حَدَّثَنَا سَعِيدُ بْنُ مَنْصُورٍ، حَدَّثَنَا عَبْدُ اللَّهِ بْنُ وَهْبٍ، أَخْبَرَنِي عَمْرُو بْنُ الْحَارِثِ، عَنْ يَزِيدَ بْنِ أَبِي حَبِيبٍ، أَنَّ نَاعِمًا، مَوْلَى أُمِّ سَلَمَةَ حَدَّثَهُ أَنَّ عَبْدَ اللَّهِ بْنَ عَمْرِو بْنِ الْعَاصِ قَالَ أَقْبَلَ رَجُلٌ إِلَى نَبِيِّ اللَّهِ صلى الله عليه وسلم فَقَالَ أُبَايِعُكَ عَلَى الْهِجْرَةِ وَالْجِهَادِ أَبْتَغِي الأَجْرَ مِنَ اللَّهِ ‏.‏ قَالَ ‏”‏ فَهَلْ مِنْ وَالِدَيْكَ أَحَدٌ حَىٌّ ‏”‏ ‏.‏ قَالَ نَعَمْ بَلْ كِلاَهُمَا ‏.‏ قَالَ ‏”‏ فَتَبْتَغِي الأَجْرَ مِنَ اللَّهِ ‏”‏ ‏.‏ قَالَ نَعَمْ ‏.‏ قَالَ ‏”‏ فَارْجِعْ إِلَى وَالِدَيْكَ فَأَحْسِنْ صُحْبَتَهُمَا ‏”‏

Lalu apa yang harus dilakukan sebagai orang tua, bila anda masih menemui hambatan dimana anak-anak anda bandel dan tidak mau mendengarkan nasihat anda sebagai orang tua. Yang pasti adalah introspeksi diri.
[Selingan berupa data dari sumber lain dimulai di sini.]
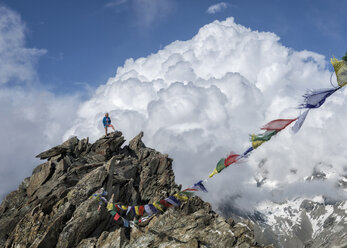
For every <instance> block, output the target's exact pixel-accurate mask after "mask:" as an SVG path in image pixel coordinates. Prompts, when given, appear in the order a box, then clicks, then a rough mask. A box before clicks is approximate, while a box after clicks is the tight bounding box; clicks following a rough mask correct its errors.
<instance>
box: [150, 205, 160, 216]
mask: <svg viewBox="0 0 347 248" xmlns="http://www.w3.org/2000/svg"><path fill="white" fill-rule="evenodd" d="M148 206H149V207H150V209H151V210H152V212H153V214H156V213H158V210H157V209H156V208H155V207H154V206H153V204H148Z"/></svg>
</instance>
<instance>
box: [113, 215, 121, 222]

Tanyakan beberapa pertanyaan ini pada diri sendiri:

Apakah anda cukup meluangkan waktu yang berkualitas dengan anak anda?

Satu kunci berhasilnya sebuah hubungan antar dua orang baik itu dengan pasangan, anak, ataupun partner dalam berbagai aspek adalah komunikasi. Hal ini banyak disetujui oleh para pakar di dunia. Bila anak anda masih suka melawan perkataan anda, maka anda perlu koreksi diri tentang seberapa banyak waktu yang anda luangkan kepada mereka.

Waktu disini haruslah berkualitas. Waktu berkualitas dimana anda saling bercanda. Waktu dimana anda mengajarkan beberapa hal kepada mereka. Waktu yang anda luangkan demi untuk kesenangan mereka. Terkadang anak-anak melawan orang tuanya karena mereka mencoba untuk berontak. Terkadang mereka hanya ingin anda meluangkan waktu anda bersama mereka.

Bahkan dalam sebuah penelitian dalam studi riset BMJ Open yang dilakukan oleh beberapa peneliti menjelaskan bahwa anak-anak yang banyak menggunakan atau menghabiskan waktu dengan orang tua untuk hal-hal yang menyenangkan memberikan sekitar 29 % kemungkinan lebih kecil untuk berperilaku buruk saat berusia diatas 10 tahun.

Apakah anda kurang atau malah enggan mendengarkan opini anak? 

Mendengar adalah salah satu aspek penting dalam komunikasi. Bila anak anda sering membantah dan melawan anda, maka koreksi diri anda, apakah anda adalah orang egois yang hanya bisa memerintah ini itu tanpa mau mendengarkan bagaimana pendapat mereka. Kadang orang tua menilai diri mereka dengan tinggi dan menganggap mereka tahu segala hal. Yang kemudian mengabaikan penilaian-penilaian anak.

Nah, dengan meluangkan banyak waktu berkualitas dan memperbaiki komunikasi dua arah antar orang tua dan anak, anda bisa mengajarkan dan memupuk tentang pentingnya seorang anak untuk berbakti kepada orang tua. Sikap dan perspektif anak dalam baktinya pada orang tua itu layaknya pohon. Perlu dipupuk terus menerus. Hingga dia menjadi kokoh dan kuat. Semoga bermanfaat ya!

TIDAK ADA KOMENTAR

Ikut Berkomentar Yuk!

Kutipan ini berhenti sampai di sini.